Summary by Antoinette Starkiewicz.
The boy’s identification with his soldier father is clearly shown; Manuk acts as if he were really on the battlefield with him. The strong father and son link is reinforced in this heartbreaking sequence in which Manuk – the innocent, uncomprehending child – examines the parcel’s tragic contents, makes them his own and continues to play at being a soldier.
One day in the life of Manuk (voiced by Joshua Ahn), a little boy playing at being a soldier among the devastation of the Korean War, 1951. His father is away, a real soldier at war. Returning home, the boy opens a parcel, taking it to be a birthday present. Unfortunately it’s not, but the boy is too young to understand the tragic meaning of its contents.
A heart-rending story, based on the author’s own childhood in Korea, Birthday Boy is told with dramatic camera angles, an illustrator’s eye for background detail and the animator’s great skill at characterisation. ‘I had to find a little boy’s mannerisms and make it clear in my animation that this is a little boy’, recalled the film’s director and animator, Sejong Park.
The film is Park’s first 3D animation. Arriving in Australia in 1999, he was already a skilled commercial illustrator, and worked as an in-between artist on the traditionally animated, 2D feature Return to Neverland (2002). He acquired his technical skills in 3D animation as a student in the digital department of AFTRS, where he made Birthday Boy.

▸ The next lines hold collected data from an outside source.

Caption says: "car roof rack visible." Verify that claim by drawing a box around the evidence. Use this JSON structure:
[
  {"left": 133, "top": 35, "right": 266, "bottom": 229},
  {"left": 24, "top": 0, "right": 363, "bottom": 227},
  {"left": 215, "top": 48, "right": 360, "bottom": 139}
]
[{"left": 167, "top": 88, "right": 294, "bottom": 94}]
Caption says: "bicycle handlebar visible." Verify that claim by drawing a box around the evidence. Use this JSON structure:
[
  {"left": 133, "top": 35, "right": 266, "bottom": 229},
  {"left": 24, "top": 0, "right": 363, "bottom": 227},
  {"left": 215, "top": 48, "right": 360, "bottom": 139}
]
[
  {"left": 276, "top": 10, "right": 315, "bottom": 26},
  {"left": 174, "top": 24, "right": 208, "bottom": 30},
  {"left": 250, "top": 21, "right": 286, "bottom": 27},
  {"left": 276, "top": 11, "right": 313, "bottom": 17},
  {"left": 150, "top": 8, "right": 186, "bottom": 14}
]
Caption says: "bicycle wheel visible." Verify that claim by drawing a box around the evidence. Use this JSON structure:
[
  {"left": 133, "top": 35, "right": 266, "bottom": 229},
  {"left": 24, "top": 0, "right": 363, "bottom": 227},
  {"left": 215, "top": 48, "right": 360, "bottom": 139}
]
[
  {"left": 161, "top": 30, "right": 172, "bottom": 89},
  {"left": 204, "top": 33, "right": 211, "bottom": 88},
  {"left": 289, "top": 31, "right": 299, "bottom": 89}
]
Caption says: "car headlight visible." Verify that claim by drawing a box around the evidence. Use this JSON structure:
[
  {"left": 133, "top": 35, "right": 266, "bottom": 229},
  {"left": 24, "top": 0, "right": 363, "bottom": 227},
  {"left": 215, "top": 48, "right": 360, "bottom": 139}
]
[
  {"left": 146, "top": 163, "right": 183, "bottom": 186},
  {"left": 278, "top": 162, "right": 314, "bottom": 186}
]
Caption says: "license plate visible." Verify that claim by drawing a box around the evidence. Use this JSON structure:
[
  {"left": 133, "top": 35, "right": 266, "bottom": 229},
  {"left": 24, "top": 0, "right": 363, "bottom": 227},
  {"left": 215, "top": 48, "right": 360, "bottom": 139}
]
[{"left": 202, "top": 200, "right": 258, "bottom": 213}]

Stylistically, rarely does 3D and CGI show such sensitivity. The challenge of 3D animation is to show convincing human movement and facial expression, which in the hands of less talented animators can be merely robotic versions of life. Park meets this challenge in imbuing Manuk with convincing animation and facial expression, which are remarkable, given that this is his first 3D film.
In content, Park has succeeded in making a film for both children and adults: children can identify with the little boy, as adults will appreciate the playful child, oblivious to tragedy. The soundtrack is delicately nuanced (by sound mixer Chris McKeith) to evoke a feeling of childhood innocence and a harsh, war-torn land.

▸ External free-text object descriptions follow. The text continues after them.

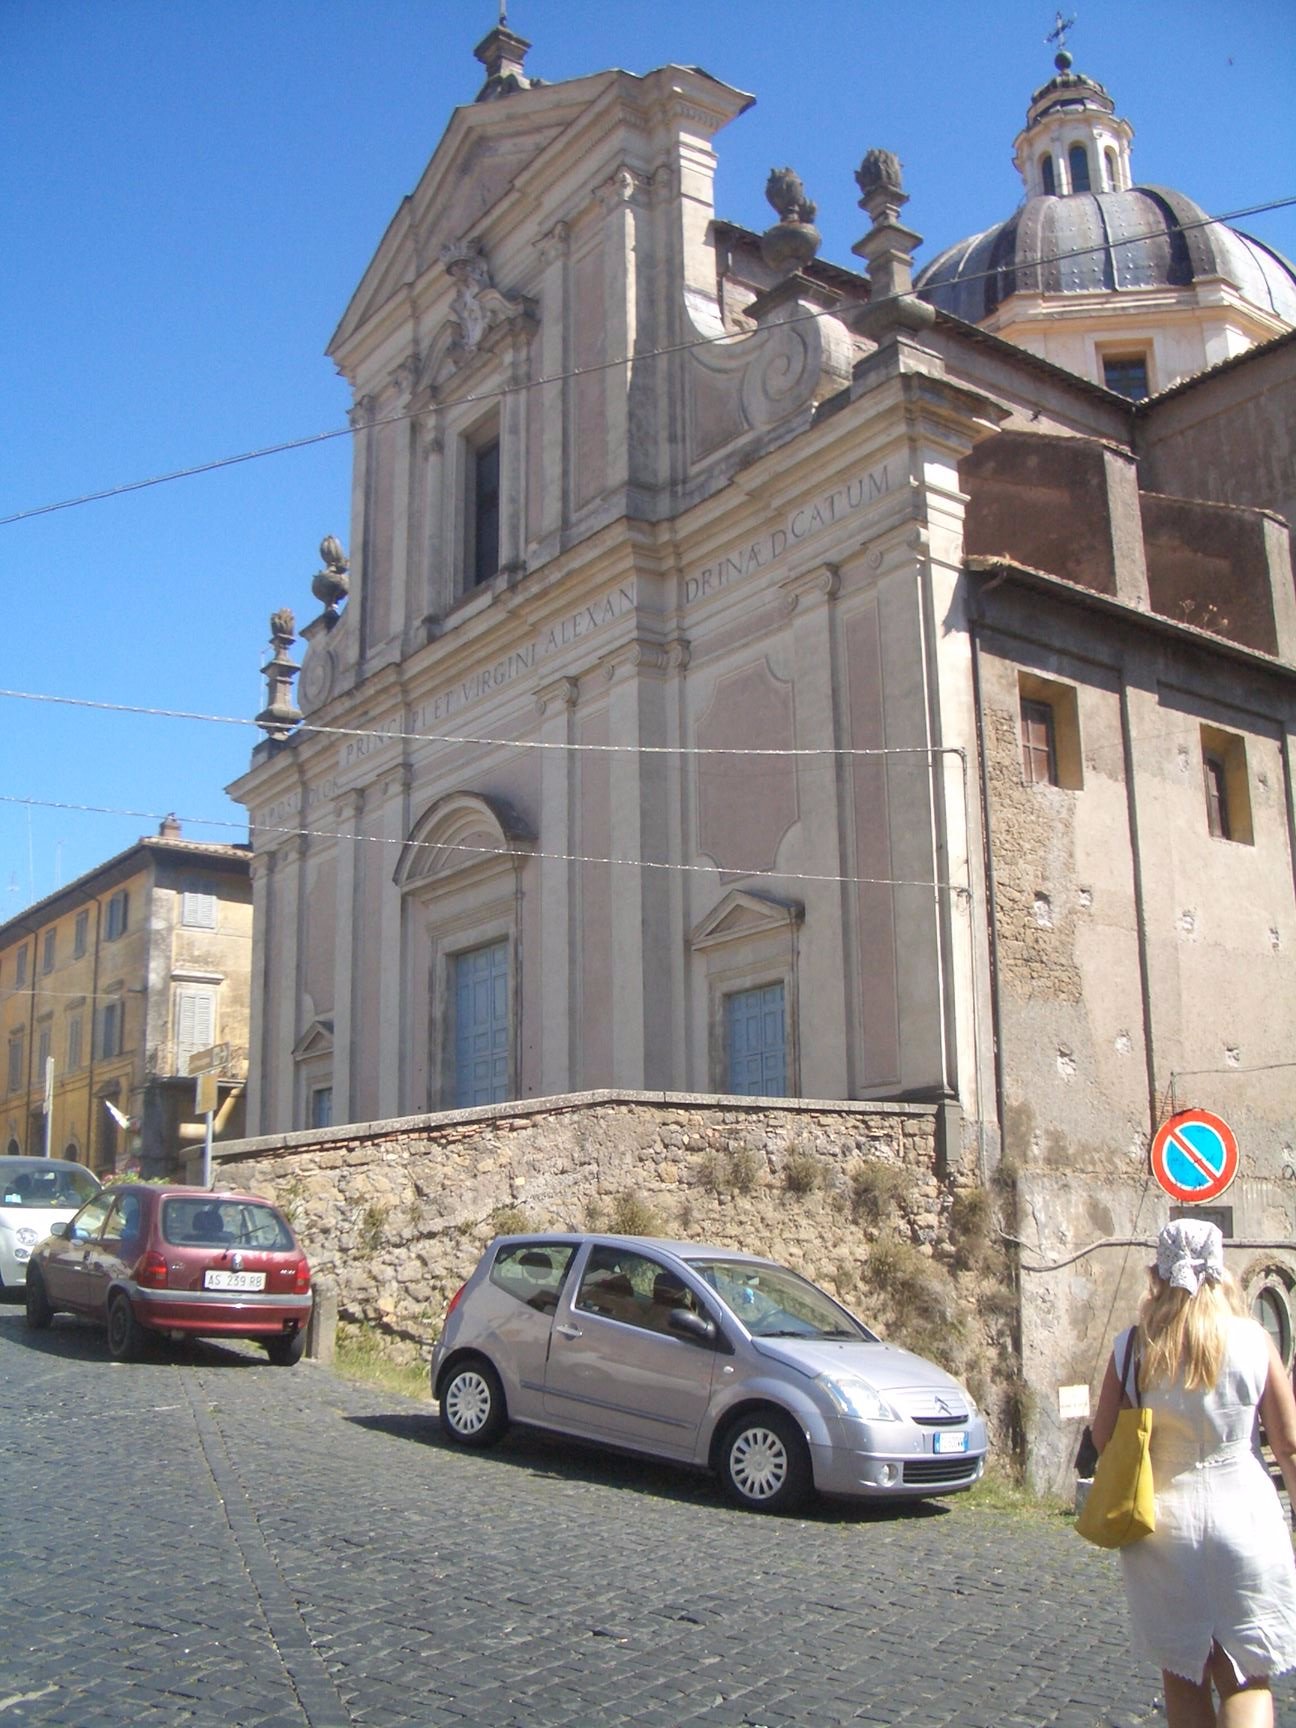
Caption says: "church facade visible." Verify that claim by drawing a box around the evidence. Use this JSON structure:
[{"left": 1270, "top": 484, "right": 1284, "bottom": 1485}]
[{"left": 229, "top": 28, "right": 1296, "bottom": 1484}]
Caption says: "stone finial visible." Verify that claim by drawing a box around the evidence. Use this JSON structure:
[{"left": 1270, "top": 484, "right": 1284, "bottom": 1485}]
[
  {"left": 759, "top": 166, "right": 822, "bottom": 278},
  {"left": 311, "top": 535, "right": 350, "bottom": 621},
  {"left": 473, "top": 21, "right": 535, "bottom": 101},
  {"left": 855, "top": 148, "right": 905, "bottom": 217},
  {"left": 158, "top": 813, "right": 182, "bottom": 839},
  {"left": 255, "top": 609, "right": 302, "bottom": 741},
  {"left": 851, "top": 146, "right": 923, "bottom": 301}
]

In 2004, Birthday Boy won the AFI Award for Best Short Animation and the Yoram Gross Animation Award at the Sydney Film Festival. Internationally, the film received the 2004 BAFTA Award for Best Animated Short, and was also nominated for an Oscar for Best Animated Short (the winner was another original and personal re-creation of a three-dimensional world, Ryan, 2004, by Chris Landreth).